Law Classes Learn ASL

Students+from+the+ASL+Class+teach+the+Law+II+Students+basic+sign+language.+

Photo by Andrew Velarde

Students from the ASL Class teach the Law II Students basic sign language.

John Park, Managing Editor of News and Feature

As an addition to the nonverbal communications unit in her Law II classes, Law Teacher Paige Ridge utilized the new ASL class to help teach her students basic sign language. The unit was started and monitored by both Ridge and ASL teacher Amy Thompson, but the majority of the instruction was done directly by the ASL students.

“We have an amazing ASL teacher now in Mrs. Thompson,” Ridge said. “I thought it would be a great learning experience to partner with her students so that they could teach my students ASL skills to communicate with the deaf public.”

Each year in Law 2, the class has a communications unit consisting of both verbal and nonverbal communication.
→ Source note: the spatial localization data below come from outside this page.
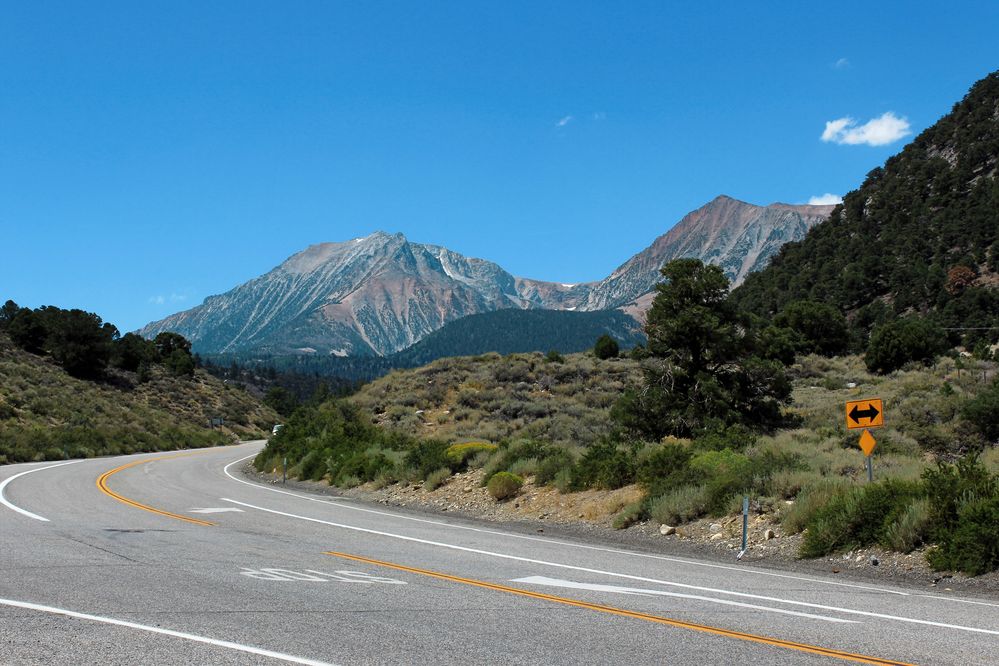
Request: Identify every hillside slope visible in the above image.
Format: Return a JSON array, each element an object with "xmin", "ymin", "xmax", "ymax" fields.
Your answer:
[
  {"xmin": 734, "ymin": 70, "xmax": 999, "ymax": 335},
  {"xmin": 0, "ymin": 333, "xmax": 277, "ymax": 463}
]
Usually, during the nonverbal portion of the unit, they would briefly go over the traditional things police officers would do when interacting with the hard of hearing, but this year Ridge decided to collaborate with Thompson and the students of her ASL class.

“Almost 98% of what law enforcement does is actually communicate, that is their biggest tool,” Ridge said. “Being able to communicate effectively means [law enforcement doesn’t] have to use [the] other tools on [their] toolbelt most of the time.”

Two days in a row, Ridge took each class period in Thomson’s classroom where it was set up with the ASL students on one side of the room as the teachers and the Law students were on the other side as the learners.

“I think it’s important because if you are deaf or hard of hearing, [when interacting with law enforcement] you are terrified because you don’t know if they can understand you and you [don’t really] know how to communicate with people who don’t know sign language,” junior Andie Lewis said. “So I think it’s more important [for law enforcement] to ease their discomfort so [they] get the best out of the situation.”

After the initial two days of instruction in the ASL classroom, Thompson also sent a student into the Law classes for two days who would review and answer any questions the students had.

“We did this for law enforcement classes and obviously it will benefit them if they actually go into law enforcement,” Ridge said. “But here’s the deal, several of my students are working at Chick-fil-A and in places like that you’re going to have a hearing-impaired or a deaf person come through and these students now have a little bit more of an edge [when interacting with them.]”

In total, the law classes learned the alphabet and numbers, but also a variety of different phrases relating to law enforcement. These include, “I’m officer [blank]. I stopped you for speeding. I need your license and insurance. Please wait here.”, “Can I help you? What is your name? Are you hearing impaired? I know a little sign language and can communicate with you.”, “You are getting a ticket, or a warning for: speeding/ wrong right turn/ ran a red light/ no seat belt/ school zone.”, and “Do you know how fast you were going?”

“No matter what job or where they’re at [they’ll] be able to talk to somebody and make it easier for that deaf person to communicate in their daily lives,” Ridge said. “So I think that’s kind of cool they’ll take it with them and use it regardless if they go into law enforcement or not.”